Ben Nadel
On User Experience (UX) Design, JavaScript, ColdFusion, Node.js, Life, and Love.
I am the chief technical officer at InVision App, Inc - a prototyping and collaboration platform for designers, built by designers. I also rock out in JavaScript and ColdFusion 24x7.
Meanwhile on Twitter
Loading latest tweet...
Ben Nadel at the jQuery Conference 2011 (Cambridge, MA) with:

SQL COUNT( NULLIF( .. ) ) Is Totally Awesome

By Ben Nadel on
Tags: SQL

Using the SQL GROUP BY clause is really awesome. It makes gathering data "about" the data very easy. Sometimes, though, when you group data, not only do you want to count the number of records in a given group, you want to count the number of records in a group with a given property. This is something that is not as easy. One of the first things you might learn with a SQL COUNT() aggregate is that it can use the DISTINCT directive:

  • SELECT
  • (
  • COUNT( DISTINCT o.user_id )
  • ) AS unique_user_count
  • FROM
  • [order] o
  • GROUP BY
  • o.date_ordered

The above query would give you the number of distinct users that placed orders on any given day. So, if one user places two orders in a single day, that user would still only count as one item in the above query. This is very cool, but what happens when you need more information.

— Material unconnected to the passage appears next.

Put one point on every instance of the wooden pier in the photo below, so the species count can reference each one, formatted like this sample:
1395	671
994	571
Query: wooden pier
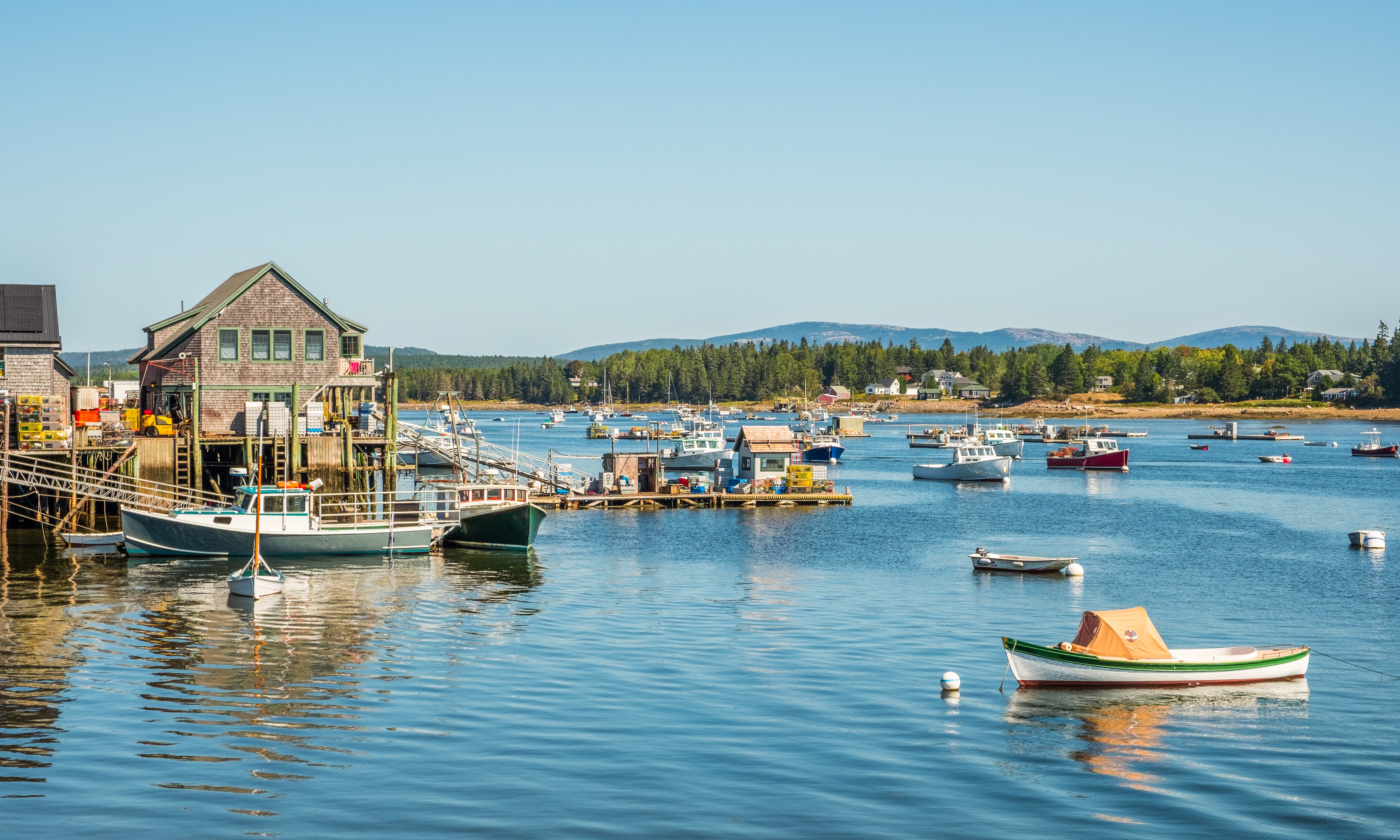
689	500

Take for example, this in-memory SQL data table that has a list of girls, some of which I have dated and some of which are just friends:

  • <!--- Create in-memory SQL table. --->
  • DECLARE @girl TABLE (
  • name VARCHAR( 30 ),
  • hair VARCHAR( 10 ),
  • did_date TINYINT
  • );
  •  
  •  
  • <!--- Populate table. --->
  • INSERT INTO @girl
  • (name,hair,did_date) VALUES ('Azure','Brunette',0);
  •  
  • INSERT INTO @girl
  • (name,hair,did_date) VALUES ('Sarah','Brunette',1);
  •  
  • INSERT INTO @girl
  • (name,hair,did_date) VALUES ('Ashley','Brunette',1);
  •  
  • INSERT INTO @girl
  • (name,hair,did_date) VALUES ('Heather','Blonde',1);

Notice that the "did_date" column can have either a one or a zero in it indicating what type of relationship this female is to me. Now, let's say I want to gather information about my relationships and the hair color of the girls involved. I can easily get the count of the girls grouped by hair color:

  • <cfquery name="qGirl" datasource="...">
  • <!--- ... CODE TO BUILD TABLE (above) HERE.... --->
  •  
  • SELECT
  • g.hair,
  • (
  • COUNT( * )
  • ) AS girl_count
  • FROM
  • @girl g
  • GROUP BY
  • g.hair
  • </cfquery>

That gives me the following data:


 
 
 

 
SQL COUNT( NULLIF() )  
 
 
 

But what happens if, for each hair color, I want to figure how many I have dated and how many I have not dated. I want to try to do something like this:

  • <cfquery name="qGirl" datasource="...">
  • <!--- ... CODE TO BUILD TABLE (above) HERE.... --->
  •  
  • SELECT
  • g.hair,
  • (
  • COUNT( * )
  • ) AS girl_count,
  • (
  • COUNT( did_date = 1 )
  • ) AS did_date_count
  • FROM
  • @girl g
  • GROUP BY
  • g.hair
  • </cfquery>

The goal here is to use "did_date = 1" to get the count of girls I dated. Unfortunately, this throws the error:

Error Executing Database Query. [Macromedia][SQLServer JDBC Driver][SQLServer]Line 28: Incorrect syntax near '='.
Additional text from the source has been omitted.